Anomalous contribution to the nematic electronic states from the structural transition in FeSe revealed by time- and angle-resolved photoemission spectroscopy

TL;DR

This study uses advanced photoemission spectroscopy to reveal how structural transitions influence the electronic nematic states in FeSe, identifying two electronic phase transitions and their relation to structural changes above the superconducting temperature.

Contribution

It provides new insights into the impact of structural transitions on nematic electronic states in FeSe, highlighting the importance of the 120 K transition in electronic band development.

Findings

Two critical excitation fluences indicating electronic phase transitions.

Identification of two equilibrium electronic phase transitions at ~90 K and ~120 K.

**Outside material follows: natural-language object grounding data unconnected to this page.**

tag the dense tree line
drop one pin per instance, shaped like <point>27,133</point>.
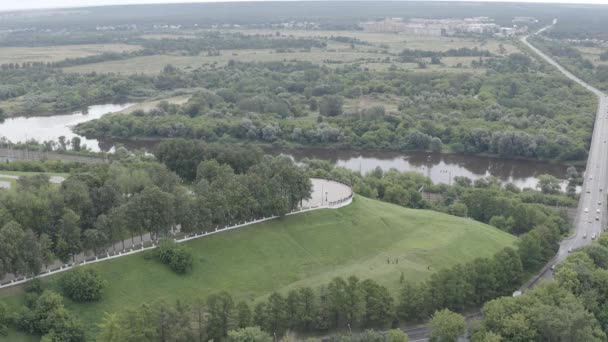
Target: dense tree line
<point>486,200</point>
<point>340,304</point>
<point>509,111</point>
<point>570,308</point>
<point>95,208</point>
<point>215,41</point>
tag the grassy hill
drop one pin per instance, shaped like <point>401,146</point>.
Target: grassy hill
<point>302,250</point>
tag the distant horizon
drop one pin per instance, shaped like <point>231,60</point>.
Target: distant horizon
<point>25,5</point>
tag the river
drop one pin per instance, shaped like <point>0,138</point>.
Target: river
<point>43,128</point>
<point>441,168</point>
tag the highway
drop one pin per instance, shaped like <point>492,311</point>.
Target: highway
<point>591,213</point>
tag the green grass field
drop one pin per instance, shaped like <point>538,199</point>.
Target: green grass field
<point>57,53</point>
<point>336,53</point>
<point>303,250</point>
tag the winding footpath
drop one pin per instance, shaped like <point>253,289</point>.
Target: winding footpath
<point>326,194</point>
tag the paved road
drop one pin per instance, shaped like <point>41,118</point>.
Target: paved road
<point>591,215</point>
<point>333,193</point>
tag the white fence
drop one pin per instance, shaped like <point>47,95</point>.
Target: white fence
<point>151,245</point>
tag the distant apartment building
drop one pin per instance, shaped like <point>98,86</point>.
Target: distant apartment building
<point>527,20</point>
<point>432,27</point>
<point>442,27</point>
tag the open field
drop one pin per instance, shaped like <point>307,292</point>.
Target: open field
<point>592,54</point>
<point>382,46</point>
<point>302,250</point>
<point>154,64</point>
<point>397,42</point>
<point>151,104</point>
<point>57,53</point>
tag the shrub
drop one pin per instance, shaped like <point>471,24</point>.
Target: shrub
<point>82,285</point>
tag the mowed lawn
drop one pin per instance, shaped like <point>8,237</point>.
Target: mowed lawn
<point>302,250</point>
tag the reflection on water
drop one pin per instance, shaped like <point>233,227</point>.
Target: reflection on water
<point>441,168</point>
<point>42,128</point>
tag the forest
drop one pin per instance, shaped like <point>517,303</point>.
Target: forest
<point>99,205</point>
<point>510,111</point>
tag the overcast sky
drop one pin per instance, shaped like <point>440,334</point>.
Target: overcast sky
<point>32,4</point>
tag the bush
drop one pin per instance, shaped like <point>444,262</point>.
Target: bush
<point>82,285</point>
<point>178,258</point>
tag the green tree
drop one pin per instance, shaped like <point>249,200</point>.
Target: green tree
<point>151,211</point>
<point>276,313</point>
<point>249,334</point>
<point>379,308</point>
<point>244,317</point>
<point>396,335</point>
<point>330,105</point>
<point>447,326</point>
<point>548,184</point>
<point>222,315</point>
<point>4,320</point>
<point>11,237</point>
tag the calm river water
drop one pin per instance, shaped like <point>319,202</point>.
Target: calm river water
<point>52,127</point>
<point>441,168</point>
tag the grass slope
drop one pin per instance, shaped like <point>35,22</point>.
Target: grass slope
<point>302,250</point>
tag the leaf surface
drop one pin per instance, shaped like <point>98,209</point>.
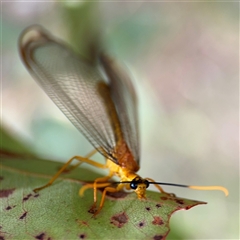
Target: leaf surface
<point>58,212</point>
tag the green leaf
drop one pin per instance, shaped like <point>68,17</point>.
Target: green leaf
<point>58,212</point>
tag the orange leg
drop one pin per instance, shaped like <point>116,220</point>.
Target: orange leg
<point>98,183</point>
<point>107,189</point>
<point>80,159</point>
<point>80,162</point>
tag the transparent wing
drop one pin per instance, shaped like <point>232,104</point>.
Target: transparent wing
<point>125,101</point>
<point>76,87</point>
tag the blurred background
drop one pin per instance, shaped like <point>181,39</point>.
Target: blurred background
<point>184,59</point>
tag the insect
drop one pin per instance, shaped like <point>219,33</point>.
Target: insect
<point>101,104</point>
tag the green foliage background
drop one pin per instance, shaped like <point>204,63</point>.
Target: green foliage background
<point>184,61</point>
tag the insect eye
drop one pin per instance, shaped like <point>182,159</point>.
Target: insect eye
<point>133,185</point>
<point>146,183</point>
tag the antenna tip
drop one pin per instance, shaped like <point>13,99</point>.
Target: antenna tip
<point>220,188</point>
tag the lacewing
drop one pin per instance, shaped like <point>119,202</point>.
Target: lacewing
<point>100,102</point>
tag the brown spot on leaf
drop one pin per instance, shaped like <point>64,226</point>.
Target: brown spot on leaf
<point>82,236</point>
<point>141,224</point>
<point>81,222</point>
<point>157,221</point>
<point>27,197</point>
<point>6,192</point>
<point>158,205</point>
<point>40,236</point>
<point>158,237</point>
<point>119,219</point>
<point>148,208</point>
<point>164,198</point>
<point>179,201</point>
<point>23,216</point>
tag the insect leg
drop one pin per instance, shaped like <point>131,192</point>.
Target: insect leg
<point>80,162</point>
<point>107,189</point>
<point>81,159</point>
<point>98,183</point>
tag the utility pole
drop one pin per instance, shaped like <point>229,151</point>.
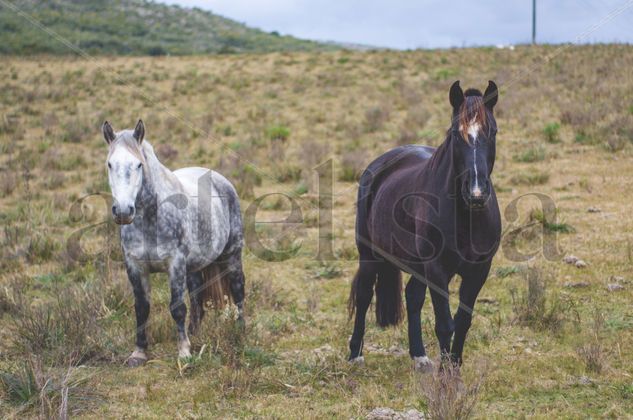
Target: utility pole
<point>533,22</point>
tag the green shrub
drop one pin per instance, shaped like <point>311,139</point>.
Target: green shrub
<point>278,132</point>
<point>533,154</point>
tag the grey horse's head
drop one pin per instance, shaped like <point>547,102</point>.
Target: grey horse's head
<point>125,169</point>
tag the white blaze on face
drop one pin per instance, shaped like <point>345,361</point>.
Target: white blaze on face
<point>125,175</point>
<point>473,131</point>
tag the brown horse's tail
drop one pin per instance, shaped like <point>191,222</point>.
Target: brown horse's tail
<point>388,288</point>
<point>216,286</point>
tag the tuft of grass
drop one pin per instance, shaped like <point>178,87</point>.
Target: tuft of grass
<point>550,226</point>
<point>592,352</point>
<point>531,178</point>
<point>278,133</point>
<point>64,331</point>
<point>507,271</point>
<point>352,166</point>
<point>532,154</point>
<point>447,396</point>
<point>533,309</point>
<point>54,394</point>
<point>375,118</point>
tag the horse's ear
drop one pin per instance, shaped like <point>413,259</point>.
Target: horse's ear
<point>108,133</point>
<point>456,95</point>
<point>491,95</point>
<point>139,131</point>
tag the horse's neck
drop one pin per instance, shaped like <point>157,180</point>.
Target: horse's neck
<point>158,181</point>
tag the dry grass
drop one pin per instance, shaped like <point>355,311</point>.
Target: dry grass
<point>265,121</point>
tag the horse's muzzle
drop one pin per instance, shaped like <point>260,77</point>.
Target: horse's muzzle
<point>477,202</point>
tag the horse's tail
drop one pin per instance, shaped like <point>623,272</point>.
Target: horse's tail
<point>216,286</point>
<point>388,287</point>
<point>389,309</point>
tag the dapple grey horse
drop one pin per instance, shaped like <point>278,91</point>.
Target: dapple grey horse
<point>186,223</point>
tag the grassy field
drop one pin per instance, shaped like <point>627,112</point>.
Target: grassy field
<point>548,338</point>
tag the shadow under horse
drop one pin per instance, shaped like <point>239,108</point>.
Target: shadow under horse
<point>432,213</point>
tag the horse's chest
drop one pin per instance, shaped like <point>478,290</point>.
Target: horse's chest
<point>153,238</point>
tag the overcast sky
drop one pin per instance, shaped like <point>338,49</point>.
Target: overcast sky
<point>432,23</point>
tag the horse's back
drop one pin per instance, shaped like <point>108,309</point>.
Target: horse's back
<point>224,200</point>
<point>190,179</point>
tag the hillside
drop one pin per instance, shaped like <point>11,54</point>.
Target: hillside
<point>133,27</point>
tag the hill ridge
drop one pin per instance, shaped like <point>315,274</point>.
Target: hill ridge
<point>135,27</point>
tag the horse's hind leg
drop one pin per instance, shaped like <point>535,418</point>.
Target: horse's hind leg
<point>231,267</point>
<point>195,285</point>
<point>178,309</point>
<point>360,299</point>
<point>415,293</point>
<point>444,324</point>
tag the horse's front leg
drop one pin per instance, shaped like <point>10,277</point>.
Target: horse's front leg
<point>444,324</point>
<point>139,278</point>
<point>473,278</point>
<point>177,283</point>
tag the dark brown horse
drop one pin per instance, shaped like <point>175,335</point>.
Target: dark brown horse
<point>432,213</point>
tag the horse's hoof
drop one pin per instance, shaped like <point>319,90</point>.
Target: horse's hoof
<point>422,364</point>
<point>360,361</point>
<point>136,361</point>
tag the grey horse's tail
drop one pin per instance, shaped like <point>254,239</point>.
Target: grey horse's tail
<point>216,286</point>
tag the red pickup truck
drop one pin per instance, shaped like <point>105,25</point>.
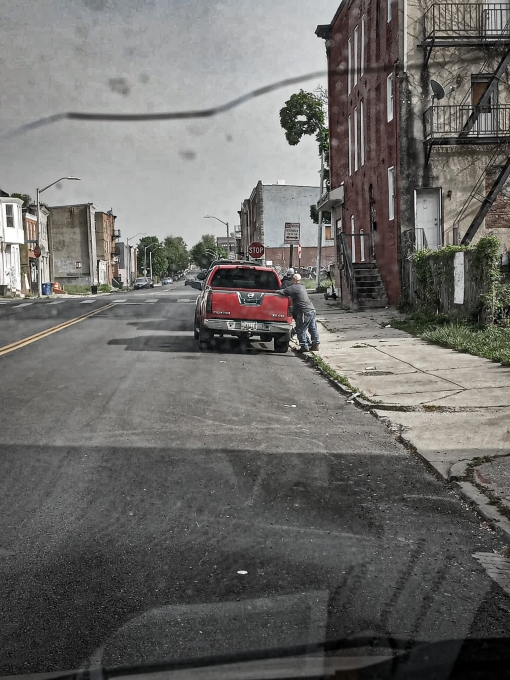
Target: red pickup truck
<point>241,300</point>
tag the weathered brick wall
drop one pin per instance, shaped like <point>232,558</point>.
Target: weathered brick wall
<point>499,214</point>
<point>280,257</point>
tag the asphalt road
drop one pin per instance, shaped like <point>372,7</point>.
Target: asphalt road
<point>157,502</point>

An anomalous 10 meV contribution to nematic states from structural transition.

Abstract

High-resolution time- and angle-resolved photoemission measurements were made on FeSe superconductors. With ultrafast photoexcitation, two critical excitation fluences that correspond to two ultrafast electronic phase transitions were found only in the $d_{yz}$-orbit-derived band near the Brillouin-zone center within our time and energy resolution. Upon comparison to the detailed temperature dependent measurements, we conclude that there are two equilibrium electronic phase transitions (at approximately 90 and 120 K) above the superconducting transition temperature, and an anomalous contribution on the scale of 10 meV to the nematic states from the structural transition is experimentally determined. Our observations strongly suggest that the electronic phase transition at 120 K must be taken into account in the energy band development of FeSe, and, furthermore, the contribution of the structural transition plays an important role in the nematic phase of iron-based high-temperature superconductors.